As I am not sure whether the codes are correct, I will leave them below. You can check them when you are free.

def forward(self, input, class_idx=None, retain_graph=False):
    b, c, h, w = input.size()
    # predication on raw input
    logit = self.model_arch(input).cuda()

    if class_idx is None:
        predicted_class = logit.max(1)[-1]
        #score = logit[:, logit.max(1)[-1]].squeeze()
    else:
        predicted_class = class_idx.long() # assume the class_idx in tensor form
        #predicted_class = torch.LongTensor([class_idx])
        #score = logit[:, class_idx].squeeze()

    logit = F.softmax(logit, dim=1)

    if torch.cuda.is_available():
      predicted_class= predicted_class.cuda()
      #score = score.cuda()
      logit = logit.cuda()

    #self.model_arch.zero_grad()
    #score.backward(retain_graph=retain_graph)

    predicted_class = predicted_class.reshape(-1, 1)

    activations = self.activations['value']
    b, k, u, v = activations.size()

    score_saliency_map = torch.zeros((b, 1, h, w))

    if torch.cuda.is_available():
      activations = activations.cuda()
      score_saliency_map = score_saliency_map.cuda()

    with torch.no_grad():
      for i in range(k):

          # upsampling
          saliency_map = torch.unsqueeze(activations[:, i, :, :], 1)
          saliency_map = F.interpolate(saliency_map, size=(h, w), mode='bilinear', align_corners=False)

          #if saliency_map.max() == saliency_map.min():
          #  continue

          # normalize to 0-1
          saliency_max = saliency_map.view(b, -1).max(dim=1)[0]
          saliency_max = saliency_max.reshape(b, 1, 1, 1).repeat(1, 1, h, w)
          saliency_min = saliency_map.view(b, -1).min(dim=1)[0]
          saliency_min = saliency_min.reshape(b, 1, 1, 1).repeat(1, 1, h, w)
          norm_saliency_map = (saliency_map - saliency_min) / (saliency_max - saliency_min + 1e-7)

          # how much increase if keeping the highlighted region
          # predication on masked input
          output = self.model_arch(input * norm_saliency_map)
          output = F.softmax(output, dim=-1)
          #score = output[0][predicted_class]
          score = output[torch.arange(predicted_class.size(0)).unsqueeze(1), predicted_class]
          # Apply the torch.where function, so the score of saliency_map.max() == saliency_map.min() instance is 0.
          score = torch.where(saliency_map.view(b, -1).max(dim=1)[0].reshape(b, 1) > saliency_map.view(b, -1).min(dim=1)[0].reshape(b, 1), 
                                score, torch.zeros_like(score))

          score = score.reshape(b, 1, 1, 1).repeat(1, 1, h, w)
          score_saliency_map +=  score * saliency_map

    score_saliency_map = F.relu(score_saliency_map)
    score_saliency_map_min = score_saliency_map.view(b, -1).min(dim=1)[0]
    score_saliency_map_min = score_saliency_map_min.reshape(b, 1, 1, 1).repeat(1, 1, h, w)
    score_saliency_map_max = score_saliency_map.view(b, -1).max(dim=1)[0]
    score_saliency_map_max = score_saliency_map_max.reshape(b, 1, 1, 1).repeat(1, 1, h, w)
    #score_saliency_map_min, score_saliency_map_max = score_saliency_map.min(), score_saliency_map.max()

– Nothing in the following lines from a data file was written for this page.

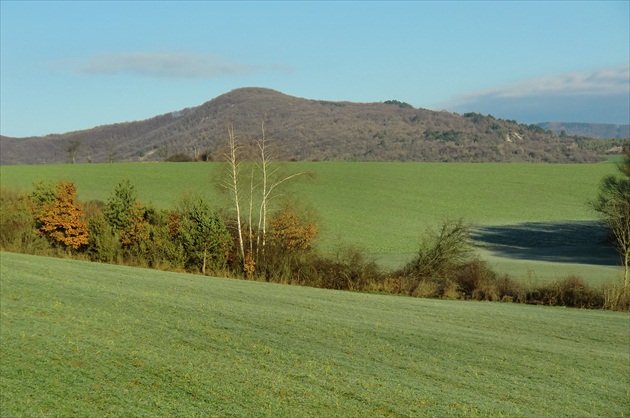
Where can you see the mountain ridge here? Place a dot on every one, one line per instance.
(305, 130)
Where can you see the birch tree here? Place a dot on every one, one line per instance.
(264, 181)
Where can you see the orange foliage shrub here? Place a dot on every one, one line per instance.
(287, 232)
(62, 220)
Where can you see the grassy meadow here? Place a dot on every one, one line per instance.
(533, 219)
(87, 339)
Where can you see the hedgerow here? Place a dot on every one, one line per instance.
(199, 239)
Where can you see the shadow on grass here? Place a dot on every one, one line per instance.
(582, 242)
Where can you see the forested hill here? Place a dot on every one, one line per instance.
(302, 129)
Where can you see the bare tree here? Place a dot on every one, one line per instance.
(613, 205)
(264, 189)
(234, 167)
(72, 147)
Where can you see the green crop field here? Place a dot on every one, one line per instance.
(87, 339)
(533, 219)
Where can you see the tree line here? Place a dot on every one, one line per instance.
(263, 236)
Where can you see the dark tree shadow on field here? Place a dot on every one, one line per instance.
(582, 242)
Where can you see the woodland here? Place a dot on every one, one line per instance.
(311, 130)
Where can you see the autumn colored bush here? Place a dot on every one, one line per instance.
(17, 226)
(62, 220)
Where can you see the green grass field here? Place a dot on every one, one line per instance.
(383, 208)
(87, 339)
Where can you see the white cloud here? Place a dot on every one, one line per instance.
(170, 65)
(601, 95)
(606, 81)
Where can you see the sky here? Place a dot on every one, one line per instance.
(74, 65)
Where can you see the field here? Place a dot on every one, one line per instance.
(533, 220)
(98, 340)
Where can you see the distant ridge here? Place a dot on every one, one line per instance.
(304, 130)
(592, 130)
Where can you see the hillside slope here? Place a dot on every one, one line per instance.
(305, 130)
(87, 339)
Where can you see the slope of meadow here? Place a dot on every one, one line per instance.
(533, 219)
(97, 340)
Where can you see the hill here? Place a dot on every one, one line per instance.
(591, 130)
(304, 130)
(87, 339)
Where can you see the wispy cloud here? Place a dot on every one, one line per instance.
(179, 65)
(602, 94)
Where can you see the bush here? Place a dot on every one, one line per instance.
(572, 292)
(17, 226)
(179, 158)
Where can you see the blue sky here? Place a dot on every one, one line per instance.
(74, 65)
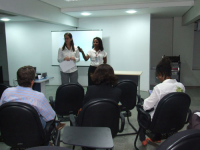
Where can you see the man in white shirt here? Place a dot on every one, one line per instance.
(167, 85)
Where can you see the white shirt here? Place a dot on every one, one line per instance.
(159, 91)
(69, 53)
(96, 57)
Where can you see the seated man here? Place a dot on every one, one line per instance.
(24, 93)
(104, 79)
(167, 85)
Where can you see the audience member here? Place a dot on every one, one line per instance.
(167, 85)
(104, 79)
(25, 94)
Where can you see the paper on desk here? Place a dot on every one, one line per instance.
(197, 113)
(66, 65)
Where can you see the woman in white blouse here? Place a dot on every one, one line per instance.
(69, 52)
(167, 85)
(97, 56)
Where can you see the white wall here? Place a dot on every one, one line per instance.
(183, 45)
(38, 10)
(3, 54)
(161, 42)
(126, 39)
(182, 41)
(29, 43)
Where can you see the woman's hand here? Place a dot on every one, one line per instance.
(67, 58)
(72, 58)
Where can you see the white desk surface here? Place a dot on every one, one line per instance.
(43, 80)
(135, 73)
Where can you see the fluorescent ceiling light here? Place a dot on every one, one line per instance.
(131, 11)
(85, 14)
(5, 19)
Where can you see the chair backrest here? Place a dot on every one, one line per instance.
(188, 139)
(20, 125)
(2, 88)
(171, 113)
(100, 113)
(69, 98)
(129, 94)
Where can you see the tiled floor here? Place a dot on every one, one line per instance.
(127, 142)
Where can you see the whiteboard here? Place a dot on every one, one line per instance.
(83, 39)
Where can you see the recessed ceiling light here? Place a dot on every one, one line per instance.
(5, 19)
(85, 14)
(131, 11)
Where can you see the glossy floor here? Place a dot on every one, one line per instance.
(127, 142)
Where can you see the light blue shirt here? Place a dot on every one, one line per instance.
(31, 97)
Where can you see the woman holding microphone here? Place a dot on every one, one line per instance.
(97, 56)
(66, 53)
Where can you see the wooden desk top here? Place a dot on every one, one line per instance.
(135, 73)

    # count_nonzero is only available after pytorch 1.7.0 
    if len(((score_saliency_map_max - score_saliency_map_min) == 0).nonzero(as_tuple=False)) != 0:
        raise Exception

    #if score_saliency_map_min == score_saliency_map_max:
    #    return None

    score_saliency_map = (score_saliency_map - score_saliency_map_min).div(score_saliency_map_max - score_saliency_map_min).data
    return score_saliency_map
haofanwang commented 3 years ago

Hi, @hyhzxhy, thanks for your implementation. It should be possible to do a mini-batch.

Feel free to pull a request as a new file (for example, socrecam_batch.py), I will check it later.

YuhengHuang42 commented 3 years ago

I will close this issue as I can see there is another implementation which is potentially faster than this one.